Coisas Simples 4
A janela estava aberta há muito tempo. Talvez ninguém tenha reparado ainda. Mas ontem choveu. Quatro dedos tocam as gotas de chuva no parapeito de madeira da janela. Os dedos eram brancos. Os dedos eram frágeis. E longos como os de um pianista. Ou como uma pessoa que tem os dedos longos. E os estica para alcançar a lua. Mas nunca a alcança. A lua sempre foi demasiado distante. Aqueles que já esticaram os seus braços com esse intento sabem do que estou a falar. Estava lua cheia e era uma noite de Novembro. Mas mesmo as luas cheias são distantes.

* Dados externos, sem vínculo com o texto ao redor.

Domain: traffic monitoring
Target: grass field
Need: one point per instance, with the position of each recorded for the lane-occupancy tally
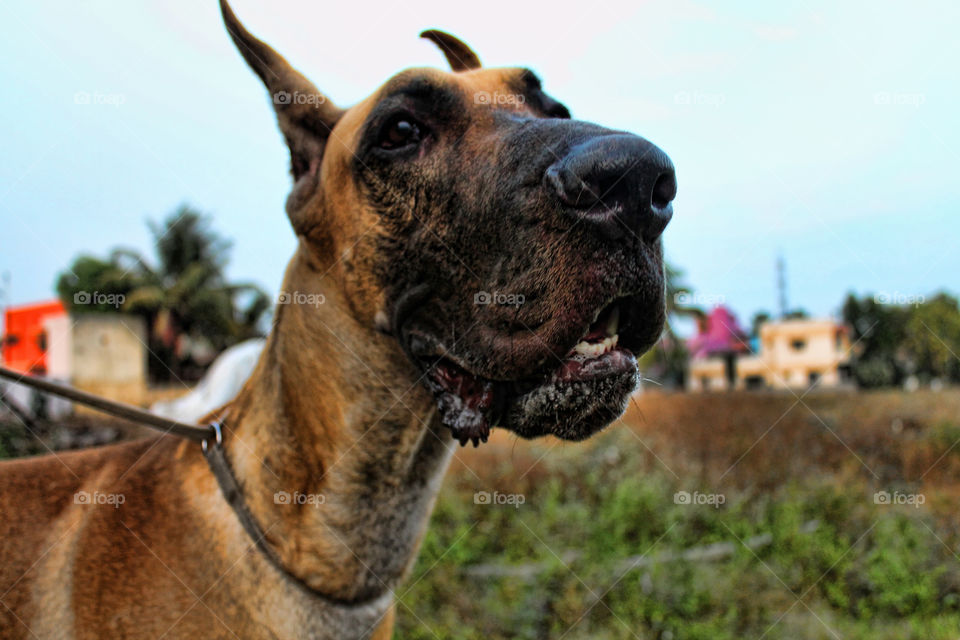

Os dedos eram brancos e eram de Maria. Maria pensava em como Todas as noites de Novembro são iguais. Pensava-o como se não pensasse. Porque não lhe importava se por acaso todas as noites de Novembro fossem realmente iguais. Nem tão pouco lhe importava que provavelmente o não fossem.
A casa era grande. Ou talvez não fosse grande, mas era muito maior que Maria. A casa estava vazia. As casas grandes e vazias são apavorantes. As divisões parecem prolongar-se sem fim, num silêncio escuro e sem nome. Parece-se demasiado com o futuro, pensava Maria. A Maria não incomodava o escuro. A Maria não incomodavam os olhos e a visão. Incomodavam-lhe os sons, os gemidos, os estertores agitados de uma casa que dormitava sobre um passado inquieto.

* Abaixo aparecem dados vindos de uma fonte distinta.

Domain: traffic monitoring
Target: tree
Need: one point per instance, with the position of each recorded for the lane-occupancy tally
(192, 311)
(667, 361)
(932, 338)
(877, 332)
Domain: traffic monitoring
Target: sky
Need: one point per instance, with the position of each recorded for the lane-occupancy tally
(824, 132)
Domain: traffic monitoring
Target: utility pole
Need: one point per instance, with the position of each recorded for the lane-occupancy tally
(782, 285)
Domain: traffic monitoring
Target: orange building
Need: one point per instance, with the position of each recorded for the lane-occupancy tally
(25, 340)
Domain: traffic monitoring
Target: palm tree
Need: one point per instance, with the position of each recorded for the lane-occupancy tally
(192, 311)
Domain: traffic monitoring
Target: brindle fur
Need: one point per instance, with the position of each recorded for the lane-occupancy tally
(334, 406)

Maria fechou a janela. Estava frio lá fora. A brisa fere como as verdades nuas. Agora a janela estava fechada. Recomeçou a chover. Maria encosta a sua mão à parede. Maria sentia a parede. Depois a mão perde-se no ar. No nada. Não, nada não. Era uma entrada. Maria entrou na sala. O chão era frio e Maria tinha os pés descalços. Toda a sua espinha se retorceu num arrepio. Maria seguiu em frente, pé ante pé. Maria sabia onde estava o banco. Estava dezoito passos a seguir à entrada da sala. Maria tocou o banco com a mão, girou sobre ele, sentou-se. Aconhegou-se no banco negro. Esticou os dedos. Os dedos eram brancos. Os dedos eram frágeis.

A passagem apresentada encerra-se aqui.